Document structure becomes extremely important in cases like these because this approach is very systematic and discovers the document structure before actually searching for keywords. We can see that tile bars provides good visual cues in order to understand the search results. The paper identifies 3 important factors: length of the document, frequency of terms and distribution of terms in the document in searching documents and tries to get this information out in its search results visually. I liked this approach because this information set can be huge and I think displaying it visually is the best way to do it.
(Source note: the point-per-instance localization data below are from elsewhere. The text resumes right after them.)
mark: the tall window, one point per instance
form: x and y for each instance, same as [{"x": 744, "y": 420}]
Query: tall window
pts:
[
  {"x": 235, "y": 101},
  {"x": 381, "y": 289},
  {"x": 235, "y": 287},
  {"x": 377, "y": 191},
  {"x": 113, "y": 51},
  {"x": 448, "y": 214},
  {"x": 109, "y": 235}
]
One thing which I thought should have been explained is whether the tool allows filtering of results and also searching in specific areas of the document if necessary rather than the entire document always. One of the striking features of this tool is that it is really comprehensive in showing the results and gives not just visual information but also statistical data to back it up. The author correctly puts it as "weaves together interface, presentation and search in a mutually reinforcing fashion". This definitely will help users to understand the relative importance of documents for the search query.

I found the paper to be well organized and self explanatory. The flow of ideas was really good starting with the existing implementations and with the limitations and then carrying it forward with TileBars approach. It would be really interesting to read about TIPSTER which also includes user feeback and judgement.